Sanusi who is also a seasoned pilot, who has landed at the airport for several years, said the runway has been in deplorable situation and if it was not closed for major repairs, Nigerians should wait for air crash to happen, which would put an end to the present debate.
He noted, however, that instead of NCAA to declare the airport unsafe and therefore close it for repairs, the Ministry of Transport is deciding the closure, which unfortunately has made the decision a political issue.
Sanusi said all the airport closures due to safety concerns in the past were decided by NCAA, which has the prerogative to do that, noting that although the Minister of State, Aviation, Senator Hadi Sirika is an aviator, but he is seen by members of the National Assembly as a politician and that is why there is on-going argument over the airport closure.
“There is a fundamental flaw over who decided that the airport should be closed. That is the responsibility of NCAA as the regulator of the aviation industry, which decides the safety standard of an airport, the airworthiness of an aircraft, the qualification of a pilot or cabin crew and it is NCAA that should decide whether the airport should be closed or not and from our experience, the continued use of that runway is a tragedy waiting to happen,” Sanusi said.
He recalled many years ago when Air France flight landed on cattle at the Port Harcourt International Airport, Omagwa and noted that NCAA closed the airport for safety reasons against the wishes of both the state government, airlines and even the then Ministry of Aviation.
“No one should question the decision of NCAA because it has been given the right by law to take such decision and if NCAA has taken the decision to close the Abuja airport there is no way it would have attracted the on-going debate. We shall be going to a dangerous area if we politicise what borders on safety in the aviation industry,” he said.
Also speaking on the need to ensure safe flight operations at the Abuja airport, a cargo airline operator, the Managing Director of Allied Air, Captain Val Tango has said that the decision of the federal government to close the airport to repair the runway was the best option to enhance flight safety into the airport and condemned the stance of some industry stakeholders on the issue, pointing out that the current debate on the perceived inconveniences that come with such closure should not overshadow the safety consideration, adding that continued flights into the Abuja airport is hazardous.
He wondered what the debate is all about, whether it is about safety or disaster, stressing, “aviation is all about safety, safety and safety before commercial consideration or inconvenience”.
Capt.

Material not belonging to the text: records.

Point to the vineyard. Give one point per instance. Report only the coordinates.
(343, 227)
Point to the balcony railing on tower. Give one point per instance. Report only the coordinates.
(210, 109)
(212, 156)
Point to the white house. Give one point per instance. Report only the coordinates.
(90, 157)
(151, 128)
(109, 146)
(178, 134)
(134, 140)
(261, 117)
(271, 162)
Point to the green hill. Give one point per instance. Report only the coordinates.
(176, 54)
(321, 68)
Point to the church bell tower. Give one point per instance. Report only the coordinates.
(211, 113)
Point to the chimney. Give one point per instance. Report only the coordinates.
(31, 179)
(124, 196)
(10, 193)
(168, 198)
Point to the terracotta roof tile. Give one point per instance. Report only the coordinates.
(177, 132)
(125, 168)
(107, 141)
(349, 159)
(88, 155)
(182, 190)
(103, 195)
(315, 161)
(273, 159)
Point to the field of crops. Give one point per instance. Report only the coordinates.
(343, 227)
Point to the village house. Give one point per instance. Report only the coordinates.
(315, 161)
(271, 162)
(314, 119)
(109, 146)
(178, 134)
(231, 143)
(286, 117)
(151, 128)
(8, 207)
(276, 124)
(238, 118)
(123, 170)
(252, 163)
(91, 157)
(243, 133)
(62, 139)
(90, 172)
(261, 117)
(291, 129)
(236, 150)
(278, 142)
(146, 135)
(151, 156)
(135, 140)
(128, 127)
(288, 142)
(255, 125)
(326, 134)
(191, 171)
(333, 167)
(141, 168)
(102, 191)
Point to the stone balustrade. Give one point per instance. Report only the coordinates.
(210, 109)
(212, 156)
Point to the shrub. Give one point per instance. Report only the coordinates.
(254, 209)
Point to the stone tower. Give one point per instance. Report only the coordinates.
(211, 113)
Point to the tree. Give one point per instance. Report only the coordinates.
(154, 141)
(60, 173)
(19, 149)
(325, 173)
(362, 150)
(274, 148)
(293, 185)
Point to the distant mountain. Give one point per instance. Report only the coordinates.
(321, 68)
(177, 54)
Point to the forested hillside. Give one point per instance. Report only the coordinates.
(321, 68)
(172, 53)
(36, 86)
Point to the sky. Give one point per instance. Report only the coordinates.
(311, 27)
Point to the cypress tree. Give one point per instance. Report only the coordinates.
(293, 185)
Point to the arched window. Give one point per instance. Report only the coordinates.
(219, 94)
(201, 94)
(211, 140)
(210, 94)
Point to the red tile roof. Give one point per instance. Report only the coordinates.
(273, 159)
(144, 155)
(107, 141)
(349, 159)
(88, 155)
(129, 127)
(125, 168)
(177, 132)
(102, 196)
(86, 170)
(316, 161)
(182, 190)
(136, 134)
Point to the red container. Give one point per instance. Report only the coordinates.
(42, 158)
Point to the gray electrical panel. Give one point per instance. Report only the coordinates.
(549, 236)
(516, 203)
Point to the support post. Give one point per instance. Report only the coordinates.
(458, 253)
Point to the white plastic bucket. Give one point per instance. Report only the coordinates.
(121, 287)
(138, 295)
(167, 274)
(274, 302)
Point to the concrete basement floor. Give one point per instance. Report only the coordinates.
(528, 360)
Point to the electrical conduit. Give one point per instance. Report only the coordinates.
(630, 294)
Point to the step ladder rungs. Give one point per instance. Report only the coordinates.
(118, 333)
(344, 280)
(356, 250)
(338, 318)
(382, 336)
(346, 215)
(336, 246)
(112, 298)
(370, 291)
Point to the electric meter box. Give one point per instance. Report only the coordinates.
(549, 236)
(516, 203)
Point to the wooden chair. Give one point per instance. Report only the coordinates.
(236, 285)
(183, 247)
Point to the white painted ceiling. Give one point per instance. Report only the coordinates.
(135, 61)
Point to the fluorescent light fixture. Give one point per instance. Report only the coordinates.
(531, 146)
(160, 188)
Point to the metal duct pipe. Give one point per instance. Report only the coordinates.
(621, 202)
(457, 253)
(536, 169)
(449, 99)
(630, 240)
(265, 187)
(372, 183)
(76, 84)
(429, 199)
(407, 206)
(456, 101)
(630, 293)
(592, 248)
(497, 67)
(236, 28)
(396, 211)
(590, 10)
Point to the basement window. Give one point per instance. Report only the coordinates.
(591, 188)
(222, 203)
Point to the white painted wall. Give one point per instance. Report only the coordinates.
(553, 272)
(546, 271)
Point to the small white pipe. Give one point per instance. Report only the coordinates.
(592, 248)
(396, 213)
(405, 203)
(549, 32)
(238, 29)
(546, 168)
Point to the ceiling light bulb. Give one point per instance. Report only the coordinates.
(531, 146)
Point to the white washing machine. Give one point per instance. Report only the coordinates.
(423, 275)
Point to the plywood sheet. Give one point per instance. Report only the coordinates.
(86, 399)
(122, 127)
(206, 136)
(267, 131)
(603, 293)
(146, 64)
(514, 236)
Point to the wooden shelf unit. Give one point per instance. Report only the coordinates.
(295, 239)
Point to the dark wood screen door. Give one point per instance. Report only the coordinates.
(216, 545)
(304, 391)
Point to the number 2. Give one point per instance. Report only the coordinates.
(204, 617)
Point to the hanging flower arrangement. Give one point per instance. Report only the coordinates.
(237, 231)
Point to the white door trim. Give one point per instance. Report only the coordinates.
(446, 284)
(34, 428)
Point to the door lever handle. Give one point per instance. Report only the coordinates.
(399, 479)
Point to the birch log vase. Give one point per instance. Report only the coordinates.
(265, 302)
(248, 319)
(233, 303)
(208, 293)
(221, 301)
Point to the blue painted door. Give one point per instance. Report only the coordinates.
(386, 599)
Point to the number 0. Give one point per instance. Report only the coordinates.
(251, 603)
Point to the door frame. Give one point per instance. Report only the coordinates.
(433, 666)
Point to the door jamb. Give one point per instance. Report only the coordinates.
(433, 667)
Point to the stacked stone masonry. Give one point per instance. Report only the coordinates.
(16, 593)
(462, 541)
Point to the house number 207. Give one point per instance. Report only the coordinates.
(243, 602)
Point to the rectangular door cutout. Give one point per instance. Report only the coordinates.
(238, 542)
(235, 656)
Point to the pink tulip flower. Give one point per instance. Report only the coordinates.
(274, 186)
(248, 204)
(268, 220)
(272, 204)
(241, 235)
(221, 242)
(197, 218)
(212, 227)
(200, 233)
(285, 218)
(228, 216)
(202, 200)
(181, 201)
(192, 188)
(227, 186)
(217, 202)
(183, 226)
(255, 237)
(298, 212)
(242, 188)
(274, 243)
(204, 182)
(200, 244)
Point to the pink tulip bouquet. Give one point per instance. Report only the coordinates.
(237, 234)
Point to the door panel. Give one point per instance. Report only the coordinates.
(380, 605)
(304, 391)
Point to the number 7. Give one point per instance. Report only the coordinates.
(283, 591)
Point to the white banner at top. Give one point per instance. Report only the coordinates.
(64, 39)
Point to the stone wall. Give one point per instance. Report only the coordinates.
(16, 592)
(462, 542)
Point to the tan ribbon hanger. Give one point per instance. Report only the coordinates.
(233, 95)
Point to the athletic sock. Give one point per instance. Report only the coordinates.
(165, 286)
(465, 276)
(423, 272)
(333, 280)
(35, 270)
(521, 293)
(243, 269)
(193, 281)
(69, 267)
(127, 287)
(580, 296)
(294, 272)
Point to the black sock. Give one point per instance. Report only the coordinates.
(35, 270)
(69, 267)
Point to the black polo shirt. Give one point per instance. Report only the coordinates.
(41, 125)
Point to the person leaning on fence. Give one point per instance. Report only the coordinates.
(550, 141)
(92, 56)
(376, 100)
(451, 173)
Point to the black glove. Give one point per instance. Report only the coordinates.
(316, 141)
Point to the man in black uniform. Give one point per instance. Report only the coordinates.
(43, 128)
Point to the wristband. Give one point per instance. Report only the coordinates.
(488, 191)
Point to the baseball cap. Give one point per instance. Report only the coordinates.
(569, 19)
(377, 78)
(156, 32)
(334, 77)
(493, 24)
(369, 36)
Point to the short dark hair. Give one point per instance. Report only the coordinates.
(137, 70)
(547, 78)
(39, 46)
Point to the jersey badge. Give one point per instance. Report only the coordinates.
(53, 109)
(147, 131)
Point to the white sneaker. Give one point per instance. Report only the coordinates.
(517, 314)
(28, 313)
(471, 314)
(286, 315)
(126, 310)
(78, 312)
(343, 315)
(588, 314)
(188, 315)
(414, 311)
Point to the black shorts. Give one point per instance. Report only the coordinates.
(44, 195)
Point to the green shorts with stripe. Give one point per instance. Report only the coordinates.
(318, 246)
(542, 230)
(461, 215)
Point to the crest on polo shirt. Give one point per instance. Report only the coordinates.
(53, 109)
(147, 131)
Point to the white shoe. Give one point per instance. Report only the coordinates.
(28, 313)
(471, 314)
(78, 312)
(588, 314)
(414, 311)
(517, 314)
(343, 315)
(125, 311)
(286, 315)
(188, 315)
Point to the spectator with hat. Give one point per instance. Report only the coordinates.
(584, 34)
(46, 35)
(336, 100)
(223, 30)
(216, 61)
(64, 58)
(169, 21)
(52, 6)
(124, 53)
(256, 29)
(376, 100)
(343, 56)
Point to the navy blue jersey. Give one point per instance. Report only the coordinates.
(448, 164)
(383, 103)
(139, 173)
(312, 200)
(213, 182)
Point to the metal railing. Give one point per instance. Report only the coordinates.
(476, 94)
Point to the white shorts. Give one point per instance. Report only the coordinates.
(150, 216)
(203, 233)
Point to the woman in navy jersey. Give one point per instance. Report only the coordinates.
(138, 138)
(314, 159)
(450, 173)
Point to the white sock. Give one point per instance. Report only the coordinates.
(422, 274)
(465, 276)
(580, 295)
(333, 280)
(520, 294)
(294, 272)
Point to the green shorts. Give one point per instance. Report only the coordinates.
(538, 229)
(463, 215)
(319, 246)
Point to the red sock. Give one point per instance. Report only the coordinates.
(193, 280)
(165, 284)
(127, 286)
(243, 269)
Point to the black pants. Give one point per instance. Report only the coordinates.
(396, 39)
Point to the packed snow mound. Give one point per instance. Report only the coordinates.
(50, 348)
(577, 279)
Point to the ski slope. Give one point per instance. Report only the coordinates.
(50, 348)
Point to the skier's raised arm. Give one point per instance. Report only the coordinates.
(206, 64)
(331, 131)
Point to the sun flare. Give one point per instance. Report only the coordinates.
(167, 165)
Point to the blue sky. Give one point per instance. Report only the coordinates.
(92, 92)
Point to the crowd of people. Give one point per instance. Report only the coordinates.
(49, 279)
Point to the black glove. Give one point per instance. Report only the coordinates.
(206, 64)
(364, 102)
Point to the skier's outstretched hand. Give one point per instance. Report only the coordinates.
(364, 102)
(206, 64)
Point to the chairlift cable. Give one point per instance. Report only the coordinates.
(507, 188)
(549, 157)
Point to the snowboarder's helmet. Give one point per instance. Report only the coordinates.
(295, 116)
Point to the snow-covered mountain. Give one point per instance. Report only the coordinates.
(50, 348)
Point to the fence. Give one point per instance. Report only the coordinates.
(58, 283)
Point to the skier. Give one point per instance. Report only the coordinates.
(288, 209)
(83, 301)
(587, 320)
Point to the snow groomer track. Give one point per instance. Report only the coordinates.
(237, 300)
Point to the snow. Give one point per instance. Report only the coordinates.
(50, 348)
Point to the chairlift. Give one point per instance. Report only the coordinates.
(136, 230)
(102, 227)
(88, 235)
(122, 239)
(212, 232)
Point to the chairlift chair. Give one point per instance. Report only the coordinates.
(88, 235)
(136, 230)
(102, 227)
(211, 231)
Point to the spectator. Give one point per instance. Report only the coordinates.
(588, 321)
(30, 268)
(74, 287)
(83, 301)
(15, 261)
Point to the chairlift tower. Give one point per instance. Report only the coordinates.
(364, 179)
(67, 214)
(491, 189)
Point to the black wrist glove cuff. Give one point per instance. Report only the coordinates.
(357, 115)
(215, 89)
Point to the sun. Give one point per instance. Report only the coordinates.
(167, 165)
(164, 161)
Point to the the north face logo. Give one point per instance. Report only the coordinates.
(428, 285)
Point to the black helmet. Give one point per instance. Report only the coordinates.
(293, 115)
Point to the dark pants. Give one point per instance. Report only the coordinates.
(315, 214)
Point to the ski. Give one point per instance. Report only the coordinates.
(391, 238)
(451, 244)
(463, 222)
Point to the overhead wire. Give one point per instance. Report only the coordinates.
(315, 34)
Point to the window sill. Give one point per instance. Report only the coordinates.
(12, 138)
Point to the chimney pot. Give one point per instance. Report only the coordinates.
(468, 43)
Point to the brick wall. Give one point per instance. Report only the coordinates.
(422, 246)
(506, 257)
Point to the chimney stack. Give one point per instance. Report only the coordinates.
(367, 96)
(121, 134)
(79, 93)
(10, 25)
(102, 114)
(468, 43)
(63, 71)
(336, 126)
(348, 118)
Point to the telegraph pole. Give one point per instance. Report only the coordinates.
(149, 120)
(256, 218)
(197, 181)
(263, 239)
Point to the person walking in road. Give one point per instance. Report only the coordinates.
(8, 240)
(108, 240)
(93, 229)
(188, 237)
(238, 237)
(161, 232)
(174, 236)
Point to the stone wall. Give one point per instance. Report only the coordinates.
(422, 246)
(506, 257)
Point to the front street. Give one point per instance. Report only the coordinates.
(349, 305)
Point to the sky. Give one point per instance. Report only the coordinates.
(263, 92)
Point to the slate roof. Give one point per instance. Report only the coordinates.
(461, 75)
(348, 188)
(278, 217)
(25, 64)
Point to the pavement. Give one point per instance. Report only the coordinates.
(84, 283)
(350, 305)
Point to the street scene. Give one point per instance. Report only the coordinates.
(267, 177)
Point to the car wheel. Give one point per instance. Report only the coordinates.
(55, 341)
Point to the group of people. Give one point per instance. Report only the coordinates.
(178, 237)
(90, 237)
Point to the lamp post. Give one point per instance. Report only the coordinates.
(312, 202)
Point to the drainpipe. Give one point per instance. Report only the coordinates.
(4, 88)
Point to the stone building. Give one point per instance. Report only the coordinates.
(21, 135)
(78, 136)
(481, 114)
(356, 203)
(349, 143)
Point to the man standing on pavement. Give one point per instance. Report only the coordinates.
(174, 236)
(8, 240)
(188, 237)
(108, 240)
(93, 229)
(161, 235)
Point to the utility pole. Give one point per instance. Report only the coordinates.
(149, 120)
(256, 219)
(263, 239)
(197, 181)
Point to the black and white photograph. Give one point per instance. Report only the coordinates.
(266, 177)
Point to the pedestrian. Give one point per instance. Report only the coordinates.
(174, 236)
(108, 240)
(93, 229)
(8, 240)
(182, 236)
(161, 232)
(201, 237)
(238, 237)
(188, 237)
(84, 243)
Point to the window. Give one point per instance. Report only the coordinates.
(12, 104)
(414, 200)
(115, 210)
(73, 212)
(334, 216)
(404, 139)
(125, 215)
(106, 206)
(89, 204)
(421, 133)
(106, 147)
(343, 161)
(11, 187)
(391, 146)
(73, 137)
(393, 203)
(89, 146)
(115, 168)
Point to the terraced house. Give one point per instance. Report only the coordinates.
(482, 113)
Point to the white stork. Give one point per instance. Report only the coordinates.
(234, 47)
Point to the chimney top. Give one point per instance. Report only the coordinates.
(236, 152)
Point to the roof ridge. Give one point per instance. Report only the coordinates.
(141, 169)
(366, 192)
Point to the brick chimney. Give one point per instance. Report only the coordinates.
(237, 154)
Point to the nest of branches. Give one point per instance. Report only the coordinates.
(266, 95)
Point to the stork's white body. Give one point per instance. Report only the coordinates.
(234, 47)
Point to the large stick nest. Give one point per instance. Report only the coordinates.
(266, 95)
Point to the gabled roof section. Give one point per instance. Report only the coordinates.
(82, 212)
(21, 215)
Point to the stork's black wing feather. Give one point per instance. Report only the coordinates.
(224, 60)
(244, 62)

Val was of the opinion that persistent flights into the poor state of the runway has a lot of implications for instance, if there is an incident or accident, it would attract high insurance premium.
He further noted that the nation and indeed airline operators would be better off at the completion of the rehabilitation exercise if “we could endure and cooperate with the government in proffering a lasting solution”.
The federal government and the Ministry of Transport should take the responsibility of closing the airport to the Nigerian Civil Aviation Authority. This is a body recognised by ICAO and the international aviation community of being in charge of air transport in Nigeria. Many are of the view that this debate erupted because the responsibility of NCAA was usurped and put on the rostrum of political debate.